November 24, 2017

Corynosoma australe

Most parasites are very picky about what host they infect. Even those that can infect a number of different host species usually parasitise a selected bunch from the same family or order. But sometimes circumstances can bring together unlikely parasite and host pairings. The parasite featured in this post is Corynosoma australe, and it is an acanthocephalan - a group of prickly parasites commonly called thorny-headed worms. Corynosoma australe usually infects pinnipeds, the group of marine mammals that includes seals and sea lions. But in the study featured in this blog post, researchers found this worm living in the gut of a decidedly non-mammalian host - specifically the Magellanic penguin. So how did penguins end up acquiring parasites that usually infect seals?

(A) Adult male Corynosoma australe, (B) Adult female C. australe, (C) spiny proboscis of an adult worm
Photos from Fig 4. of the paper
For this, we need to look at the life-cycle of this parasite. Like other acanthocephalans, C. australe infects an arthropod as their first host, in the case of Corynosoma, this is usually tiny shrimp-like crustaceans called amphipods.
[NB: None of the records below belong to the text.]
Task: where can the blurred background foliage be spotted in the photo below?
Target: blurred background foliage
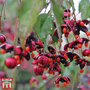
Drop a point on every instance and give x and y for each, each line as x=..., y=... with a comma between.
x=30, y=19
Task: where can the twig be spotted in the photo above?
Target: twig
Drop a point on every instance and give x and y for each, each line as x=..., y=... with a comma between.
x=73, y=10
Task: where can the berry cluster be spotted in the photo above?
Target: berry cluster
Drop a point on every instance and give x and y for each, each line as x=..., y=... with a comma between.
x=50, y=61
x=34, y=80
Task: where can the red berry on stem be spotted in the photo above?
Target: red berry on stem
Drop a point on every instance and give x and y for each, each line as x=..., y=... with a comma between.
x=27, y=48
x=88, y=33
x=2, y=51
x=64, y=84
x=57, y=85
x=76, y=36
x=65, y=56
x=82, y=23
x=64, y=30
x=79, y=45
x=10, y=62
x=81, y=71
x=16, y=57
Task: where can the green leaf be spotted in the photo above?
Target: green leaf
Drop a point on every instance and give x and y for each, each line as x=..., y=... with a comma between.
x=84, y=6
x=58, y=15
x=43, y=26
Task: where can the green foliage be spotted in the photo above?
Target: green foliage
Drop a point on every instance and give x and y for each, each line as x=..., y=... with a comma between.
x=85, y=7
x=43, y=26
x=58, y=13
x=55, y=39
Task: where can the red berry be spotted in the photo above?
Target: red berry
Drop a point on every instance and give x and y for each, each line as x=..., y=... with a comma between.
x=10, y=62
x=82, y=23
x=18, y=62
x=64, y=30
x=16, y=57
x=64, y=84
x=57, y=85
x=2, y=51
x=86, y=44
x=83, y=62
x=44, y=77
x=74, y=57
x=65, y=56
x=88, y=33
x=79, y=45
x=69, y=14
x=32, y=54
x=81, y=71
x=77, y=36
x=27, y=48
x=58, y=59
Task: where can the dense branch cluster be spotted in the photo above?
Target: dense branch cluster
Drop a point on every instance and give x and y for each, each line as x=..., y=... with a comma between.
x=50, y=61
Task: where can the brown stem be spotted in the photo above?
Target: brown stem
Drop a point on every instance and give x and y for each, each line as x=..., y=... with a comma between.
x=48, y=81
x=83, y=8
x=73, y=10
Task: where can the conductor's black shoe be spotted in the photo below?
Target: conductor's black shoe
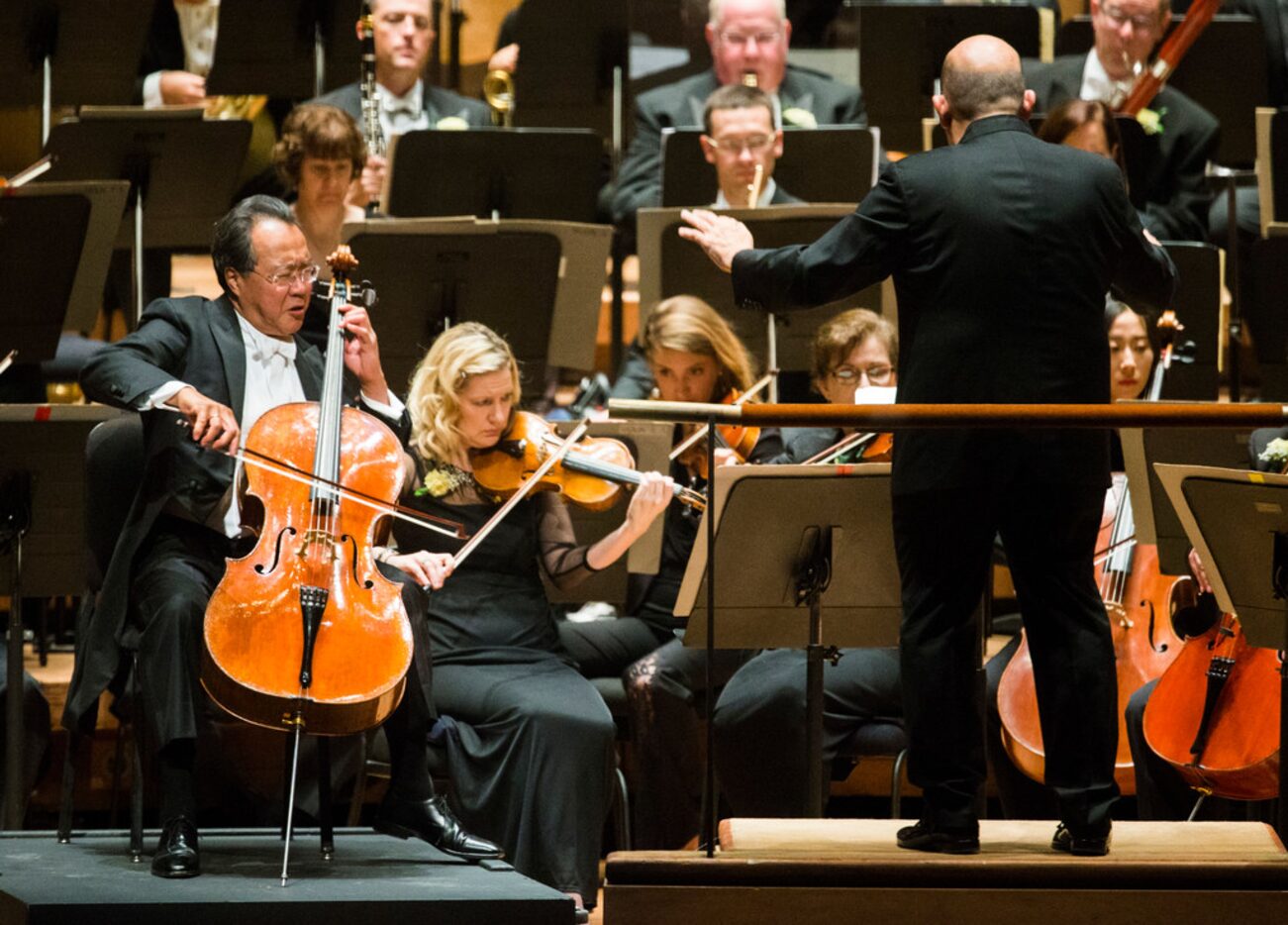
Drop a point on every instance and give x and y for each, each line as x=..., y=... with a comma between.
x=928, y=838
x=1083, y=845
x=433, y=821
x=178, y=855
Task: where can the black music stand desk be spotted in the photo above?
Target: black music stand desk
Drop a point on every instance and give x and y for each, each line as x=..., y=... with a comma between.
x=1155, y=518
x=1238, y=522
x=495, y=172
x=538, y=283
x=829, y=163
x=830, y=551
For other acanthocephalans, the life-cycle is complete when the infected arthropod is eaten by a vertebrate predator, which can be a mammal, fish, bird, reptile or an amphibian, depending on the species of acanthocephalan in question. But during the life-cycle of C. australe, it also infects what is known as a paratenic host - a host animal which is not vital to the completion of the parasite's life-cycle, but can act as a vehicle to get it to the final host. In this case, the paratenic host is a fish.

The reason why they need a paratenic host is that seals and sea lions do not usually go rummaging through the the mud for tiny thumbnail-size crustaceans. But there are fish that do, and it is those fish that seals and sea lions eat. By using fish as paratenic hosts, C. australe can bridge the ecological gap between tiny amphipods and seals. But having fish as paratenic hosts also open up other possibilities because pinnipeds are not the only marine animal with a taste for fish. This is where penguins enter the story.

Even though taxonomically, birds and mammals are on very different branches of the vertebrate animal tree, because seals and penguins lead comparable life-styles, sometimes they can also end up with similar (or in this case, the same) parasites. In this case, Magellanic penguins end up with what is usually a seal parasite because they have been eating the same fish that the seal usually feed on, and they are physiologically similar enough to seals and sea lions for C.australe to go "Eh, good enough.". In fact, C. australe seems to be a fairly versatile parasite - it has been reported from 16 different types of marine mammals and birds. However, those previous reports also indicate that the parasite can only produce viable eggs while living in pinnipeds, and in the evolutionary game it all comes to nothing if you can't reproduce. Which means while C. australe can stay alive in those non-pinniped hosts, those other hosts are effectively dead ends.

But, this study shows that not only can C. australe survive perfectly fine in penguins, they can also reproduce while living in a bird host. From the samples that the researchers examined, 19 out of the 20 seals and sea lions they looked at were infected with C. australe. In comparison, only 18 out of the 87 penguins they examined were infected. Female worms grew bigger in the gut of Magellanic penguins, yet at same time they did not produce as much eggs as those living in pinnipeds. Also for some currently unknown reason (s), the sex ratio of C. australe in penguins is highly skewed - whereas seals and sea lion have an almost one-to-one ratio of male versus female worms in their guts, females worms vastly outnumbered male worms in the gut of Magellanic penguins.

Judging from egg production and prevalence, Magellanic penguins are not exactly the most ideal or reliable hosts for C. australe. Pinnipeds remain the hosts with the most for C. australe, but at least penguins can serve as a viable (if not ideal) substitute. For C. australe living in penguins, this might be a case of ecological fitting, whereby an organism can survive and (and even thrive) in a habitat which different to the one that it usually live in because it just so happen to have the right set of adaptations that allows it to survive in this new and novel environment.

But there is another twist to this story. While most species of Corynosoma live in marine mammals, it seems that they had evolved from ancestors that originally lived in aquatic birds. So perhaps Corynosoma already has the latent ability to survive in the gut of a bird, and when circumstances brought them together, C. australe was ready. When it comes to this thorny worm, what is good enough for the sea lion is good enough for the penguin.

Reference:
Hernández-Orts, J. S., Brandão, M., Georgieva, S., Raga, J. A., Crespo, E. A., Luque, J. L., & Aznar, F. J. (2017). From mammals back to birds: Host-switch of the acanthocephalan Corynosoma australe from pinnipeds to the Magellanic penguin Spheniscus magellanicus. PloS One 12(10): e0183809.